Governo aguarda aprovação para contratar terceirizados
A prefeitura de Ribeirão Preto, por meio da Secretaria Municipal de Educação, aguarda a apro­vação do projeto que extingue o cargo de cozinheiro na rede mu­nicipal de ensino para contratar empresa terceirizada. Segundo a pasta, a licitação já foi realizada na modalidade “pregão eletrô­nico” do tipo “menor preço”. A assinatura do contrato acontecerá após a autorização da Câmara de Vereadores, e prevê a contratação para todas as escolas municipais de Ensino Fundamental.

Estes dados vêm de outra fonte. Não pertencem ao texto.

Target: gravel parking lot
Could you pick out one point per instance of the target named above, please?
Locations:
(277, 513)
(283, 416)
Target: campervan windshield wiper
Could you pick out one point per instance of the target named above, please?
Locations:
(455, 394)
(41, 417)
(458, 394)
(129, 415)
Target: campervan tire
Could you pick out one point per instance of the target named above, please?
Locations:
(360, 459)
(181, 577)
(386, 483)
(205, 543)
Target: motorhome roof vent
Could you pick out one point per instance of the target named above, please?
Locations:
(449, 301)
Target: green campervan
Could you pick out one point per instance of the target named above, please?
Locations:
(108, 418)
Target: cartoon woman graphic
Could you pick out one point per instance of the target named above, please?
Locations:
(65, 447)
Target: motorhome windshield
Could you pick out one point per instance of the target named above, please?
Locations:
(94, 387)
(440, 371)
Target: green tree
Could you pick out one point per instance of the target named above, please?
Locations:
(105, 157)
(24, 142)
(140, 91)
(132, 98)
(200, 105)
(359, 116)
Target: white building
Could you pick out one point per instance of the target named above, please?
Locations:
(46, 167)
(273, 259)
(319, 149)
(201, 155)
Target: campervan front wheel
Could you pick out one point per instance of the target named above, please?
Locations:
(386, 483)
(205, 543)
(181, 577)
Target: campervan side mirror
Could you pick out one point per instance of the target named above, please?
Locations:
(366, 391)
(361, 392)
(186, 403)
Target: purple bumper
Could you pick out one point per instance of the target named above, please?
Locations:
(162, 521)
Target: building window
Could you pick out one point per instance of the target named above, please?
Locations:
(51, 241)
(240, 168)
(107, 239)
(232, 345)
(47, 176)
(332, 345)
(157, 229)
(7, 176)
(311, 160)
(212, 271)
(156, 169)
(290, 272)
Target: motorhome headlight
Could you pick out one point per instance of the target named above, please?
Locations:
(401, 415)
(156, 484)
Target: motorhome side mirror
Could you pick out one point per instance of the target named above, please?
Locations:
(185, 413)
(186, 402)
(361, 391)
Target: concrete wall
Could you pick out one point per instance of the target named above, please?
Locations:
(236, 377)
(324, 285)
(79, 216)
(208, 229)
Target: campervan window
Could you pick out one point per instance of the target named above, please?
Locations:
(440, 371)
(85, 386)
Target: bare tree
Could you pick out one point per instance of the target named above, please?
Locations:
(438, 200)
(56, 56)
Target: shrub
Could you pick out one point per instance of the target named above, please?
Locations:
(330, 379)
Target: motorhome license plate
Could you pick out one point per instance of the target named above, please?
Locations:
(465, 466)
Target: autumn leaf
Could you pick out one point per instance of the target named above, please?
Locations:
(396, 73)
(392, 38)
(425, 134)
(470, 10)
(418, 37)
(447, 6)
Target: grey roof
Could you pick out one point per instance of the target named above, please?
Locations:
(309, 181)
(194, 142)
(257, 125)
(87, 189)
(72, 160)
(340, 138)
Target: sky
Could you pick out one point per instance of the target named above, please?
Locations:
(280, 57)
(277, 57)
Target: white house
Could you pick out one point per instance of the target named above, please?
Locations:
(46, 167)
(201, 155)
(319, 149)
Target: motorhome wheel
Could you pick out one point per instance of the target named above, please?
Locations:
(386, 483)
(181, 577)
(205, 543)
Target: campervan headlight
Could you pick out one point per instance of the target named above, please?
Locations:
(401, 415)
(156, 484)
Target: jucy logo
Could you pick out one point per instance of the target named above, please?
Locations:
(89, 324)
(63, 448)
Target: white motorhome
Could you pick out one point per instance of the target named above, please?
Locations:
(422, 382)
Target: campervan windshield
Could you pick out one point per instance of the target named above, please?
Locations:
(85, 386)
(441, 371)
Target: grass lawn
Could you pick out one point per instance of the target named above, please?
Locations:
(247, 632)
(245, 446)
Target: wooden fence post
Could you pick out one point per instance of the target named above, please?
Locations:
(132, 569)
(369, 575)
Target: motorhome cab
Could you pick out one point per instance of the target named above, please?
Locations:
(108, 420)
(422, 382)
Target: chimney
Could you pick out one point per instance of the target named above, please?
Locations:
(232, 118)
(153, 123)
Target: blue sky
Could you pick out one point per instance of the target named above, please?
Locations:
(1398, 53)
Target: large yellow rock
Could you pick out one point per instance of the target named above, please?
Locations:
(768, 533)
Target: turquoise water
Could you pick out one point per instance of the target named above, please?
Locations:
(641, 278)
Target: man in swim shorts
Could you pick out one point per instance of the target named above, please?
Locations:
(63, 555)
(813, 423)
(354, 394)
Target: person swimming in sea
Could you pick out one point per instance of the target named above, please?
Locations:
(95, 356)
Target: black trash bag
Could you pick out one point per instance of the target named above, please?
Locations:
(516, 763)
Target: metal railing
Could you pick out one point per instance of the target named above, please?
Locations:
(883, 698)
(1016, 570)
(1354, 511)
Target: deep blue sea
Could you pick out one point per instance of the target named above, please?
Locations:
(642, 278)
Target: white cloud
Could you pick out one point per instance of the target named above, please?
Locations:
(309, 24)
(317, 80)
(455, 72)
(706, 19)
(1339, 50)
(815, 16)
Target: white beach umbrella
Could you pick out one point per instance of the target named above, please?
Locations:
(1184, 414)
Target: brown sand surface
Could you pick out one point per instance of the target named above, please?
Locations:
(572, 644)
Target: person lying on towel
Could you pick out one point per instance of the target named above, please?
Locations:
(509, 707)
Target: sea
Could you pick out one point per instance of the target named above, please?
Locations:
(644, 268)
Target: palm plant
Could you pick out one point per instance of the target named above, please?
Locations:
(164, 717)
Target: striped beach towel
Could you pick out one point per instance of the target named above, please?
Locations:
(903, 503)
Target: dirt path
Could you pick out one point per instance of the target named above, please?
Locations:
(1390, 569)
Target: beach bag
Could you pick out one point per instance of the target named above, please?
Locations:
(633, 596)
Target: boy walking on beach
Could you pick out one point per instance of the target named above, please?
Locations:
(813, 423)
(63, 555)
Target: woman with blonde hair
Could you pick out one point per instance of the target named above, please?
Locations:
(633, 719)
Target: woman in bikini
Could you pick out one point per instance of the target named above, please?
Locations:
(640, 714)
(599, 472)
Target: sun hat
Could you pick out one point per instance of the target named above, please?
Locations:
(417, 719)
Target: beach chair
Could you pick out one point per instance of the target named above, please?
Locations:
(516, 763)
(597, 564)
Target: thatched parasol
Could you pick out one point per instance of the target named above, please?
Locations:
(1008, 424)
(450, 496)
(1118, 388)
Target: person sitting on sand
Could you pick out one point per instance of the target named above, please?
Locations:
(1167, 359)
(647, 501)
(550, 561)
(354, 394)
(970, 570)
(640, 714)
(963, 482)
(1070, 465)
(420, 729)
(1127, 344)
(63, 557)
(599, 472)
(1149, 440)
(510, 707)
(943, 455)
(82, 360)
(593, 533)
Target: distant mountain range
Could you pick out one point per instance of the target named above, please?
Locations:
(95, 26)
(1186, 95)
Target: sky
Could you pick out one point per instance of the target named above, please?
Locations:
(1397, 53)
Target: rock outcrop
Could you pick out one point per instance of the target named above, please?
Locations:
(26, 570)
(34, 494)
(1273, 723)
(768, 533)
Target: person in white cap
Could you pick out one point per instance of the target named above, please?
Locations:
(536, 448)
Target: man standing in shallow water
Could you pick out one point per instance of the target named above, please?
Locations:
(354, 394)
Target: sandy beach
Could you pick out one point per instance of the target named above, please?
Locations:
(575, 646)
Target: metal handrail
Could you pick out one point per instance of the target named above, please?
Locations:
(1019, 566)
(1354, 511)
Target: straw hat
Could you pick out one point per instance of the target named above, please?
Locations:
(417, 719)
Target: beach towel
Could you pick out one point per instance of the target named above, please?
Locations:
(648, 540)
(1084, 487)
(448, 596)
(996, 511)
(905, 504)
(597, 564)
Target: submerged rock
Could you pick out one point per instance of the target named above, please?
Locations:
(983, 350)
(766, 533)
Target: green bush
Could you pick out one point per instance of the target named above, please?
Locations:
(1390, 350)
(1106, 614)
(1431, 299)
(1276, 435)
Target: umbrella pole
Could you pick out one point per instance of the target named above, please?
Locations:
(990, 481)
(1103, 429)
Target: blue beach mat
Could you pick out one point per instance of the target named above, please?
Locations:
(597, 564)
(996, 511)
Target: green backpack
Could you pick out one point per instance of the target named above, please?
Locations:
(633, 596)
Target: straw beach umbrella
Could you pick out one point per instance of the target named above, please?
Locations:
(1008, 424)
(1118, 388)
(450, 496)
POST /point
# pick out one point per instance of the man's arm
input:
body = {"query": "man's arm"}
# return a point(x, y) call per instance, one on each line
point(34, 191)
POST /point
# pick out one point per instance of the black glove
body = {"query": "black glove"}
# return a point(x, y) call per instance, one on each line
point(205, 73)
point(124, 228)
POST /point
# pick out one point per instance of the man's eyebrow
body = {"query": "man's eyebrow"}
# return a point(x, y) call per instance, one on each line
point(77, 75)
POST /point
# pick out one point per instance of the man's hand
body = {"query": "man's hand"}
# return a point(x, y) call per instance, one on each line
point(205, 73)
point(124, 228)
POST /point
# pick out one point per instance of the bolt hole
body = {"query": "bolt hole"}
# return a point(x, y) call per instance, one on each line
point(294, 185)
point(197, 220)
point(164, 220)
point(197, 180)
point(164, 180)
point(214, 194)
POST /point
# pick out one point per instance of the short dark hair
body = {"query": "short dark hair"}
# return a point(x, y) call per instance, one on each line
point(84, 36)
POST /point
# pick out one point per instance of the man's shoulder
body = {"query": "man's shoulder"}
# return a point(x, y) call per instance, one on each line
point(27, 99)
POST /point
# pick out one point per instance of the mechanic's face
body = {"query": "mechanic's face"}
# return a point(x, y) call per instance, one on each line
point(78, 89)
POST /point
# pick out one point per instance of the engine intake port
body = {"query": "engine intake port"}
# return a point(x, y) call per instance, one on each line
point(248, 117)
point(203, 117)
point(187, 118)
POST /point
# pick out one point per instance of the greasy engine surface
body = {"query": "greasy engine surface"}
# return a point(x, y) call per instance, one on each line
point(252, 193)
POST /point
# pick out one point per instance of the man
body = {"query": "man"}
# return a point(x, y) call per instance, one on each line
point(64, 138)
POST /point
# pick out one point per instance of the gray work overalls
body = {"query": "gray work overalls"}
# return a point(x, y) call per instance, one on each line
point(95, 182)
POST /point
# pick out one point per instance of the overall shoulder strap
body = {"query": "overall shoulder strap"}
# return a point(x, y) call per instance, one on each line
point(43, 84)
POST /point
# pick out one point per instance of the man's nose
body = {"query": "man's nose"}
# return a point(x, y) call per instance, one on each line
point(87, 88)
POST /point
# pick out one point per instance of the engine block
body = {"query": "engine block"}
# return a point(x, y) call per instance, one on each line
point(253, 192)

O presidente da Câmara, vereador Alessandro Maraca (MDB), diz que o projeto é um “excesso de zelo” da administração. “A prefeitura poderia contratar, uma vez que não há concurso aberto e nem concursado a ser chamado. Pode ser excesso de zelo para não haver questio­namento no Tribunal de Justiça, posteriormente”, entende.

A empresa vencedora do certa­me é a G.E.F.Serviços Eirelli EPP que tem o nome fantasia de Gef Alimentos, com sede em Sumaré (SP), pelo valor de 4.489.993,56. A licitação aberta era de R$ 7,85 milhões. Ou seja, uma econo­mia de 42,8%, desconto de R$ 3.360.006,44.

Pelo contrato, segundo o edital de licitação, a empresa deverá for­necer 131 cozinheiros que serão responsáveis pelo recebimento, armazenamento, higienização, pré-preparo, preparo e distribui­ção da alimentação, bem como higienização de equipamentos, utensílios e instalações das cozi­nhas de unidades educacionais.

Já o fornecimento dos gêneros alimentícios será de responsabi­lidade exclusiva da prefeitura. A empresa também terá de contratar os funcionários pelo regime de Consolidação das Leis do Trabalho (CLT) e distribuir os trabalhadores em turnos para atender todas as atividades inerentes ao Programa Nacional de Alimentação Escolar.